Hacker News new | ask | show | jobs
by ktpsns 3140 days ago
Scientific high energy physicist here with regional HPC center on the same floor. My observation is that administrators tend to enterprise distributions such as Scientific linux, Suse linux enterprise server (SLES), together with commercial MPI implementations such as IBM MPI and Intel MPI.

On the other hand, people are used to Linux, in my environment literally everybody has Ubuntu on their notebook and workstation. They know how to run their python analysis scripts there and the only thing they have to change when going to the cluster is the adoption of an environment managament system (such as http://modules.sourceforge.net/).

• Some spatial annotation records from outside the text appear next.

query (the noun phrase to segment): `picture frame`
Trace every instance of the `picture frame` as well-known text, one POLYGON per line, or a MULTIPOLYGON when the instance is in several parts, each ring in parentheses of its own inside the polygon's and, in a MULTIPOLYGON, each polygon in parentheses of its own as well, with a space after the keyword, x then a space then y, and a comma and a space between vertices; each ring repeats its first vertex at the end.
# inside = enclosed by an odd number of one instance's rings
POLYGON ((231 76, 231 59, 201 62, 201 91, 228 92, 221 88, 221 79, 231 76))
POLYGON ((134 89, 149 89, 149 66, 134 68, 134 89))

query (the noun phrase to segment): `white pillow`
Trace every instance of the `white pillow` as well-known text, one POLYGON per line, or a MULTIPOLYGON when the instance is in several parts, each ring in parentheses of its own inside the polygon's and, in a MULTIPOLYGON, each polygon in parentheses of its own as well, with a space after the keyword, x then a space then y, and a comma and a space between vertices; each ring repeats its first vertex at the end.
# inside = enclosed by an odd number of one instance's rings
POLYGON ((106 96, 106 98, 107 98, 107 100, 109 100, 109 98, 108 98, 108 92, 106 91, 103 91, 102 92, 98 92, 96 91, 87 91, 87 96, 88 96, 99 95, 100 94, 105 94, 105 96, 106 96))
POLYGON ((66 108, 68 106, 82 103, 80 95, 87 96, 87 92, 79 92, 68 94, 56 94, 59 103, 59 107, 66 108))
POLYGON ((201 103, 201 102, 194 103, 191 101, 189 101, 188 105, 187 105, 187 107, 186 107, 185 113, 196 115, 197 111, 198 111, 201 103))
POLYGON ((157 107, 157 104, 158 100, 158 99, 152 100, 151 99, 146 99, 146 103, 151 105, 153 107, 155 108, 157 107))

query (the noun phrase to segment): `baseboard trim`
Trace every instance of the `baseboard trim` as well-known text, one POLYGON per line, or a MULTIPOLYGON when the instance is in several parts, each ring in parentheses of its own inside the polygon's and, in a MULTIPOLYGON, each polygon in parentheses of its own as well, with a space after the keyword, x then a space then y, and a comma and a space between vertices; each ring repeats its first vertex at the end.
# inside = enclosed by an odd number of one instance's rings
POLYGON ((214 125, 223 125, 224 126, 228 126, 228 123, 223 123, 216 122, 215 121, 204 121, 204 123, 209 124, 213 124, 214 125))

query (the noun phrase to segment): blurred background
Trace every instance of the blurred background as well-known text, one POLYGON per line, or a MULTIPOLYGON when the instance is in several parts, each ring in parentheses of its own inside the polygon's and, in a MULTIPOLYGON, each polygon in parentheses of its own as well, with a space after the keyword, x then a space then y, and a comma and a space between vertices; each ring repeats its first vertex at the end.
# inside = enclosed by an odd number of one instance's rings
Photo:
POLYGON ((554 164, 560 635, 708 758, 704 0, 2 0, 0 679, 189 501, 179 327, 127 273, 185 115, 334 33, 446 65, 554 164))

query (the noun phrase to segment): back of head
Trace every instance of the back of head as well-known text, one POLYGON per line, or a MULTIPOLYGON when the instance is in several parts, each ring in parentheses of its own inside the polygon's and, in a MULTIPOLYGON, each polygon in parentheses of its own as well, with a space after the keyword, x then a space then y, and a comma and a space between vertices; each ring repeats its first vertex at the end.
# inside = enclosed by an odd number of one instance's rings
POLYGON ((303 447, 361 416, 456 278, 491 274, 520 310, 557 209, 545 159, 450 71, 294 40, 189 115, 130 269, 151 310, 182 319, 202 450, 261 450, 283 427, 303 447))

(However, I have to admit I never got in touch with BSD and don't know the differences in user space)

2 comments

One thing very much worth following as a replacement or supplement to modules is Singularity. It is relatively easy to create images that contain all of your required libraries, and you can run these same containers on both your cluster and on your development system.

This can substantially reduce the time to deploy new software and cut down on overhead related to managing multiple modules.

Singularity, unlike Docker, is designed to require only minimal privilege escalation and as such it's an easy sell to HPC admins, who can (at least somewhat) get out of the business of helping users figure out what the heck is weird about their environment when trying to get something running on a cluster for the first time. You can also take these containers with you and be reasonable certain they'll work on another system.

http://singularity.lbl.gov/

Modules looks really interesting. Makes me wonder why Continuum is out there trying to reinvent the wheel with Anaconda. Glad to have something I can use at work to replace Conda environments. Now all it needs is Powershell/CMD support so I don't have to use it inside Cygwin...
Modules are really about environments (including software management). Anaconda doesn't handle this. For example, Conda its version of HDF5 and points to its environment path. Let's say you want to be using a different version of HDF5. An easy way to do this is just use a module so that you load this. You are creating an easy way for the user to set up their environment, where they really don't have to know anything about it.

It also helps with versioning. It is not uncommon to see various versions of gcc and intel compilers. In essence the user should be able to load their environment with a few module loads.

Here's some more info, if you're interested

[1]http://www.admin-magazine.com/HPC/Articles/Managing-the-Buil...

[2]http://www.admin-magazine.com/HPC/Articles/Managing-Cluster-...

[3]https://uisapp2.iu.edu/confluence-prd/pages/viewpage.action?...

These solve completely different problems. On my HPC I load the conda module to run Python.

They are really different tools for different jobs.